В те же годы Иванов усердно читал Библию и делал записи в особой тетради. Его «Мысли при чтении Библии» фрагментарны, в них не сразу можно обнаружить систему. На своем трудном духовном пути он возводил и рушил многие воздушные замки. Часто он возвращается к мысли о провиденциальном назначении России и русских художников в обновлении человечества и наступлении золотого века. Большие надежды возлагает на царя – при условии, что тот будет прислушиваться к пророческому голосу художников, призванных смягчить нрав государя и расположить его к милосердию, как Давид смягчал своей музыкой Саула, а сами художники будут избавлены от «подлейшего чиновничества, нас на каждом шагу угнетающего». Нужно заметить, что в 1845 году Николай I приезжал в Рим и посетил мастерскую Иванова; Николай умел при желании обворожить собеседника – так было и с Пушкиным, а с доверчивым Ивановым и вовсе не составляло труда. Иванов потом писал Языкову, что приход царя дал ему «чувство собственной значимости». Больше прежнего он чувствует себя призванным проложить новый путь в искусстве. Как ему мыслился этот путь? Теперь он полагал нужным разграничить сферы живописи иконной и исторической. Иконники пусть следуют традиции, «вчитываясь в греческих пастырей», то есть в сочинения Отцов Церкви. «А образованным художникам нашим предстоит поприще чисто исторической живописи, в которой они долженствуют соединить развитие искусства итальянского в 15-м столетии с глубокими сведениями древности, взвешиваемыми беспрестанно чистейшим критическим разумом русским». Задуманный им «храм» будет представлять «результат всех верований, отданных на разбор последней нации на планете Земле».

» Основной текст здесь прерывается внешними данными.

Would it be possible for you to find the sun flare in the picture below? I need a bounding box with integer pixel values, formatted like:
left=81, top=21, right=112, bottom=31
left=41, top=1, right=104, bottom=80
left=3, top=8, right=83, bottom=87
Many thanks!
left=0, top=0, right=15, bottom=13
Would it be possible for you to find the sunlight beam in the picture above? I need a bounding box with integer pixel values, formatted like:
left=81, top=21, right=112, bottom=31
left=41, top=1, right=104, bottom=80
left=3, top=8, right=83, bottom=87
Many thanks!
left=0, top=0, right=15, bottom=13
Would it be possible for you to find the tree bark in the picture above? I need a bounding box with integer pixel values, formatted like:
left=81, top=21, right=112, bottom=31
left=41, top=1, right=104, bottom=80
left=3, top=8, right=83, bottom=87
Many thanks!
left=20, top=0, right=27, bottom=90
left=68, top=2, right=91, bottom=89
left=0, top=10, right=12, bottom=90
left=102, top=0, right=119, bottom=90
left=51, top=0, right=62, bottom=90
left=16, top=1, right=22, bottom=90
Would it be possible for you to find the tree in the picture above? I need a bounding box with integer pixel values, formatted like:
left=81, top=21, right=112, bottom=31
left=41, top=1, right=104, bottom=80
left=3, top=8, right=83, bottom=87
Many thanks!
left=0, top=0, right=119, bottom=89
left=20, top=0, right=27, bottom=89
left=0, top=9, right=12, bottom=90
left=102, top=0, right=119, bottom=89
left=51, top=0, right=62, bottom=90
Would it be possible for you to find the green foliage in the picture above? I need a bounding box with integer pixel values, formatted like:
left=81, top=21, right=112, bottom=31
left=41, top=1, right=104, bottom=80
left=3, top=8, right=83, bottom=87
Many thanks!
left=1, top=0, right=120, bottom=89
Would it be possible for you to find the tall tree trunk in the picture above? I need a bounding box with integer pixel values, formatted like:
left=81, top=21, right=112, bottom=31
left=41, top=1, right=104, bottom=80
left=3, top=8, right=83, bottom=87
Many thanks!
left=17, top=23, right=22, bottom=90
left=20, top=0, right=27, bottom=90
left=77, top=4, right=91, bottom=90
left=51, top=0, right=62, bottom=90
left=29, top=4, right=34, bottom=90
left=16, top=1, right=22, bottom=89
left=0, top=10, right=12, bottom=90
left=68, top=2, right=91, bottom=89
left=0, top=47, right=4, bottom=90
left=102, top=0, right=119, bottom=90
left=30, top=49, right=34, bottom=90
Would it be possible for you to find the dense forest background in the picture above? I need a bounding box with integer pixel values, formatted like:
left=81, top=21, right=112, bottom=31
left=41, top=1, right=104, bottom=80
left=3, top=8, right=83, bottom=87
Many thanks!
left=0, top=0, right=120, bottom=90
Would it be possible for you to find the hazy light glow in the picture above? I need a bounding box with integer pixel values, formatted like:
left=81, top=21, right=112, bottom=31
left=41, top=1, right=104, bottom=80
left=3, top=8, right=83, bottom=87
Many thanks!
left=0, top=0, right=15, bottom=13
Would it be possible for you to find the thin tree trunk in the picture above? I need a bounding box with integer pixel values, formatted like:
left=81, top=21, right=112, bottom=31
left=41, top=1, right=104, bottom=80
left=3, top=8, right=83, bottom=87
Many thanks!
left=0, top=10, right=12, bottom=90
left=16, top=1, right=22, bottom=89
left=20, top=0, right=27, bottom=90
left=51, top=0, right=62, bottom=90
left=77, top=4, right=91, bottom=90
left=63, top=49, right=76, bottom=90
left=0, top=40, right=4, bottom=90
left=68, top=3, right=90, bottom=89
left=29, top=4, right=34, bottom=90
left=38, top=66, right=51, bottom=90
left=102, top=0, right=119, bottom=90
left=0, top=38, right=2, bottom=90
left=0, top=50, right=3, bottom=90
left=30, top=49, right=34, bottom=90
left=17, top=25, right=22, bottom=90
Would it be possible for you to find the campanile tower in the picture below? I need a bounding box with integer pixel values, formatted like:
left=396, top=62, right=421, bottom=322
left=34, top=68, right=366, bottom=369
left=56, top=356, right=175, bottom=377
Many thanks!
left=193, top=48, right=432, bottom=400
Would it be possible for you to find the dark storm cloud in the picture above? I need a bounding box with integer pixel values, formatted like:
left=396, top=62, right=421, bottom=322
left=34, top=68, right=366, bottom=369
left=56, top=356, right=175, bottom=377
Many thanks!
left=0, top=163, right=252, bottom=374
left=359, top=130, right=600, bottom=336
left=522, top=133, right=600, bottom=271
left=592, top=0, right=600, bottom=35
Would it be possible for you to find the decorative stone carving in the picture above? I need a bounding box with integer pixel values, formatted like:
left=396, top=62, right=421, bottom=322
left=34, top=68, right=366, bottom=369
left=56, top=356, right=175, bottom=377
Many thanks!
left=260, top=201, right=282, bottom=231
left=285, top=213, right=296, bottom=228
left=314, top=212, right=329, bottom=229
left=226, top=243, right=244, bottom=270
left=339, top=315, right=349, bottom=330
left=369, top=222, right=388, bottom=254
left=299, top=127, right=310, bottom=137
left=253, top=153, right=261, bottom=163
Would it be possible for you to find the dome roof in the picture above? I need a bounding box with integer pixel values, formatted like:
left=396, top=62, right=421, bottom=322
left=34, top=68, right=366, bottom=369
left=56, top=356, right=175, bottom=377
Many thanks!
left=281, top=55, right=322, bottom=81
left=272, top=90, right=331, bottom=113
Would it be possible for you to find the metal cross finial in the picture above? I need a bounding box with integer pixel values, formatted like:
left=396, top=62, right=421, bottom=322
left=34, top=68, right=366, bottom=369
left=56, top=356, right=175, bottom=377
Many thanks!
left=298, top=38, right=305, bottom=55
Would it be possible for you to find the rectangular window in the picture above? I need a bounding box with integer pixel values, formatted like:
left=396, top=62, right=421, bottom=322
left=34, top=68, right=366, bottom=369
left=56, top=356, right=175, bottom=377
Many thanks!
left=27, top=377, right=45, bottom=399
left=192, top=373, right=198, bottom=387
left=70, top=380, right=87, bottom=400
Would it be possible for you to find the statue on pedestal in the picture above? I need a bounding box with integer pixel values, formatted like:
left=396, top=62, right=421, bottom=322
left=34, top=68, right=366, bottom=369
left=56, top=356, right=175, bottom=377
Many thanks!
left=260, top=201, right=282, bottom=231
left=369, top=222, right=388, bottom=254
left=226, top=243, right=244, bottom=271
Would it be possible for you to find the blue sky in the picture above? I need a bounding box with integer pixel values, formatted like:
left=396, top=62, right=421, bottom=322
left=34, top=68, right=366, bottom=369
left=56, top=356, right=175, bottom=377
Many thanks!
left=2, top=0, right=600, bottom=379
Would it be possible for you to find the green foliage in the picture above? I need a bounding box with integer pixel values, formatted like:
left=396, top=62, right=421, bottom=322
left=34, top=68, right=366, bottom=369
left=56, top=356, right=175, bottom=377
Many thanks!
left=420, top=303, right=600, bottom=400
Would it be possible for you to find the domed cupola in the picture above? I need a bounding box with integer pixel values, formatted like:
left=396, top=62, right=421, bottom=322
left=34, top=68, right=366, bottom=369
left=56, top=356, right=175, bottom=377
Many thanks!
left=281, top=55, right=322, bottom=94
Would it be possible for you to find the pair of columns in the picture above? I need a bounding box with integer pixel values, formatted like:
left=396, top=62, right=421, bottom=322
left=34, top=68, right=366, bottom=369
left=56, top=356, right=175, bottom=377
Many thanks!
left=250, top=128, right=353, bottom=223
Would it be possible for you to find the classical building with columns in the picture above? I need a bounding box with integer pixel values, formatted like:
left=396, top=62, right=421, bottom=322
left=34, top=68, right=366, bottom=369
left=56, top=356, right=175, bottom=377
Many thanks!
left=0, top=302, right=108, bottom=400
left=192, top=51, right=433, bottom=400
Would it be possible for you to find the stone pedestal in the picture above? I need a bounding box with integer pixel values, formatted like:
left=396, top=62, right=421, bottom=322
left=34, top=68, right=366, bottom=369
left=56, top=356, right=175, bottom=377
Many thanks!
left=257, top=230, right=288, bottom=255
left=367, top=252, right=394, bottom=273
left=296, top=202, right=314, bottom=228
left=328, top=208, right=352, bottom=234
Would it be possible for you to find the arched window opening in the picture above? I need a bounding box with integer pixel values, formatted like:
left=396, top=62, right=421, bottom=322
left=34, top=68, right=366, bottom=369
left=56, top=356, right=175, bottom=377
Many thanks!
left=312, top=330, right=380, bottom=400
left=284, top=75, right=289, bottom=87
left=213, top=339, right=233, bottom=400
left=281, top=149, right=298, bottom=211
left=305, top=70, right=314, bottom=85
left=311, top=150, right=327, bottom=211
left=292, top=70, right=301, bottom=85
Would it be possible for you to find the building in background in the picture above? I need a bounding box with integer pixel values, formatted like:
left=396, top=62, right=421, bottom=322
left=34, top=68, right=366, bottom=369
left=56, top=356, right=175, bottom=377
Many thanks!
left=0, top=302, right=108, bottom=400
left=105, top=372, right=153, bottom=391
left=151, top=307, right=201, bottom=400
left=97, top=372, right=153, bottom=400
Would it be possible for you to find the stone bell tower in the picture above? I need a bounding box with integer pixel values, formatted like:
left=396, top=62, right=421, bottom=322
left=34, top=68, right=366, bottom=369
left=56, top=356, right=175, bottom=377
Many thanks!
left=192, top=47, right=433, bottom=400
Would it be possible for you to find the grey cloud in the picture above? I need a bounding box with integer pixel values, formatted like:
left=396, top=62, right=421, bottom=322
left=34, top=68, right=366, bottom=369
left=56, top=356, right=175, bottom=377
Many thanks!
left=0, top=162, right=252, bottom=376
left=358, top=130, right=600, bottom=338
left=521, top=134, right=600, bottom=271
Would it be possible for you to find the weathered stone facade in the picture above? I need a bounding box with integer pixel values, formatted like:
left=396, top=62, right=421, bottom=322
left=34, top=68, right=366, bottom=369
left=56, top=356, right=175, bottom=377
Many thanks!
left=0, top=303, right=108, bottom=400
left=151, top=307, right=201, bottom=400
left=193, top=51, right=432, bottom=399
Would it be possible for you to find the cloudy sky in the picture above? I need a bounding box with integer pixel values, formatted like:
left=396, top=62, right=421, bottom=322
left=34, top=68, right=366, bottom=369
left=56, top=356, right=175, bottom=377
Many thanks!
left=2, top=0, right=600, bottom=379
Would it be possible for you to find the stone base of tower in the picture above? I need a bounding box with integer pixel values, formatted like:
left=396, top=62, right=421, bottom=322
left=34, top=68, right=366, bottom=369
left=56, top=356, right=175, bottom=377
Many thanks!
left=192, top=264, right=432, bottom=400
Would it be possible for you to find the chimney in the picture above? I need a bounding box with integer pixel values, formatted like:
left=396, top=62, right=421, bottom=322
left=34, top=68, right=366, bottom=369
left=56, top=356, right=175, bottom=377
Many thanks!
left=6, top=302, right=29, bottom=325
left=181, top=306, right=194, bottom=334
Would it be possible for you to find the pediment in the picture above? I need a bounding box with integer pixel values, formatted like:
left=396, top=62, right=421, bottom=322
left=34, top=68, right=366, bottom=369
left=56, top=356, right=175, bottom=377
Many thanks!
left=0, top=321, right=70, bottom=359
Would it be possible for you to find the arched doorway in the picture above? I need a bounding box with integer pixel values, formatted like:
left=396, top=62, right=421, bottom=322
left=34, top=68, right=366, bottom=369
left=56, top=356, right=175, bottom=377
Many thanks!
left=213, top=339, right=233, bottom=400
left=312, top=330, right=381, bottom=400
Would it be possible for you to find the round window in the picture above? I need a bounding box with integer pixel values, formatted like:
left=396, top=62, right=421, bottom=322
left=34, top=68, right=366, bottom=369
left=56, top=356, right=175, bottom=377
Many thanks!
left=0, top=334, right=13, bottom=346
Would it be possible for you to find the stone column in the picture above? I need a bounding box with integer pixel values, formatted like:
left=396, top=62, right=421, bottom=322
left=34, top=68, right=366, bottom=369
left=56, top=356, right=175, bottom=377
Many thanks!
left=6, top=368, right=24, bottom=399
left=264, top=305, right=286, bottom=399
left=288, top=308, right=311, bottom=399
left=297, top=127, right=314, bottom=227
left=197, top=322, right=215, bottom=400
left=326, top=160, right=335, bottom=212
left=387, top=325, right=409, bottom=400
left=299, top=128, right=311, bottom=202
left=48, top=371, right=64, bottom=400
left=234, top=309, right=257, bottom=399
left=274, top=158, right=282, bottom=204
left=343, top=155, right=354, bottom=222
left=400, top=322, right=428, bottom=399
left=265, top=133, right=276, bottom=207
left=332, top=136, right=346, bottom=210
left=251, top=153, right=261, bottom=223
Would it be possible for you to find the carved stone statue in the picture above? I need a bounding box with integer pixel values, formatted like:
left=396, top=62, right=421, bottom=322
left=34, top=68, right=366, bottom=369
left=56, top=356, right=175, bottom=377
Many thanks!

Такова общая программа, которую Иванов считал желательной для современного искусства. А философический подтекст библейских эскизов, к которым он вскорости приступил, выражен в следующей записи: «Человек чувствует божество бесконечное, самовластное и бестелесное. Но он не в силах его изобразить иначе, как приписав ему свои человеческие качества, составляя таким образом себе идеалы. Отсюда художник начинает свои действия…»

Мысль эта близка идеям немецкого философа Людвига Фейербаха. Но есть и существенная разница. Фейербах, считавший, что «религия есть сон человеческого духа», видел в ней возвышение и обожествление собственно земных, человеческих качеств. Иванов же думал, что человек приписывает Божеству эти качества, так как иначе не в силах выразить невыразимое и только так может облечь в форму свой внутренний религиозный опыт.


Революционные события 1848 года нарушили тихое затворничество Александра Иванова. Общественные потрясения, кипение политических страстей, от которых «римский отшельник» всегда был далек, подступили к порогу его кельи. Сначала он лишь беспокоился, как бы все это не помешало его работе над картиной. А.И. Герцен позже вспоминал: «Я познакомился с ним в Риме в 1847 году. При первом свидании мы чуть не поссорились. Разговор зашел о “Переписке” Гоголя. Иванов страстно любил автора, я считал эту книгу преступлением. Влияние этого разговора не изгладилось, многое поддерживало его. Настал громовой 1848 год; я жил на площади, Иванов плотнее запирался в своей студии, сердился на шум истории, не понимал его; я сердился на него за это. К тому же он был тогда под влиянием восторженного мистицизма и своего рода эстетического христианства. Тем не менее иногда вечером Иванов приходил ко мне из своей студии и всякий раз, наивно улыбаясь, заводил речь именно о тех предметах, в которых мы совершенно расходились.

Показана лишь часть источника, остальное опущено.